At the start, she soaked up advice and lessons from people such as Chiang - "don't waste 'real estate' in magazines or newspapers being nasty or b****y about people" - and influential photographer Pat Chan, who taught her to use Polaroids to check poses and lighting before the real shoot began.

"Nobody wanted to style. Actually, the word wasn't used then. It's not just putting clothes together, it's about creating an image. To me, a stylist is no different from a person who paints or an architect. You're basically selling an idea.

"It was good being thrown in at the deep end because I could explore a lot. Even then I didn't sell trends, I sold ideas."

So she might have models such as Tay try to climb a tree - "She was very gung-ho. She would do it or die trying" - and when local scenes became too boring for her, she sought sponsors for overseas shoots.

"We shot in Mexico, Maldives before it became popular, Mauritius, Manila," she reels off a list of names.

There were a few hiccups. She styled a swimsuit spread in Morocco, not realising it was the fasting period of Ramadan. Onlookers threw stones or tried to turn over their van.

In Manila, though she had a letter of invitation from the Philippine government and was using an official car, local police held up the shoot, demanding a bribe. "I refused to pay. I said: 'Arrest us'. He drove us to a back alley and I just sat there until he gave up."
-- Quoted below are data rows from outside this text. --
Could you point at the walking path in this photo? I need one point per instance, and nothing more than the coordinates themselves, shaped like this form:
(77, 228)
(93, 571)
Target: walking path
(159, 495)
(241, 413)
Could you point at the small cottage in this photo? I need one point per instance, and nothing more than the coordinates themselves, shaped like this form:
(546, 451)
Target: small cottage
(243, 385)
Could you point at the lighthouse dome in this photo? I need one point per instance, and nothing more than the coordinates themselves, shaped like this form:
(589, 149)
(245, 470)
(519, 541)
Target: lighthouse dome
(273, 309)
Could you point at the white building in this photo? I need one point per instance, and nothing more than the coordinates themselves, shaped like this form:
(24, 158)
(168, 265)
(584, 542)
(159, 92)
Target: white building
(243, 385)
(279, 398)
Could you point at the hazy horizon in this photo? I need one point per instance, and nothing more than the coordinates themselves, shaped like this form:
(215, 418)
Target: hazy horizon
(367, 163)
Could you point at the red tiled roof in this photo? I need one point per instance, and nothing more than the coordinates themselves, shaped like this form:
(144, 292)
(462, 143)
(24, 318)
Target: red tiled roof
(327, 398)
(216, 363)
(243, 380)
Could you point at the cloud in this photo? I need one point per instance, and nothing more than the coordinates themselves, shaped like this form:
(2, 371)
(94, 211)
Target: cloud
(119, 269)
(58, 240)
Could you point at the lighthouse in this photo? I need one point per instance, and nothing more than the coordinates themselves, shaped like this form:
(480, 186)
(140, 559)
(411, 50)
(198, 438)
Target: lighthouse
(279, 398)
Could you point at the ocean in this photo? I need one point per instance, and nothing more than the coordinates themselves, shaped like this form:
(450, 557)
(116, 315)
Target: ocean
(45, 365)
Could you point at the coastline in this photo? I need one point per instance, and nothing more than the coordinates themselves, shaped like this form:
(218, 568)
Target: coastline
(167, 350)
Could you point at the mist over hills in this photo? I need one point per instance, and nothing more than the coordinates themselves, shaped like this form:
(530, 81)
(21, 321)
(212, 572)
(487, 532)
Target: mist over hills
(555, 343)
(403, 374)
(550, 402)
Not one to back down from a fight, she admits that she has a bit of a reputation on set. "I've sent hairstylists and make-up artists away. When I work on a job or shoot, I need collaborators. I don't like to tell people what to do. I like to tell them what the idea is."

It is not always her way or the highway. She rewards those who give their all with her best as well.

The late model Hicks said in her 1990 memoir, Excuse Me, Are You A Model? that Ejlersen's "bubbly personality made me feel at ease at once" in her maiden shoot.

Architect Colin Seah, 42, of award-winning firm Ministry Of Design, dabbled in fashion photography during his 20s and has only praise for Ejlersen's personality.

"She's one of the most warm and real people. I use that word as a high compliment because, especially in this world of creativity and high fashion, it's hard to tell who's real and who's not."

Ejlersen calls him her "adopted son", feeds him and his family home-cooked seafood and pasta, and his wife Joy is one of many friends who are offered long-term loans from her collection of couture.

Her favourite labels are not confined to overseas brands such as Balenciaga or Celine. She also admires Singapore designers such as Jo Soh of Hansel or Max Tan.

"To work in Singapore retail is a hard business because it's a landlord business," she says, meaning that high rentals make it hard for local designers to keep their wares affordable and by extension, true to their vision. "For you to stick to your guns from day one and not budge from that look, I admire that.

"Like most fashion people, I buy things because they're beautifully made. They fit my personality and me. But I hardly dress up," she says, laughing.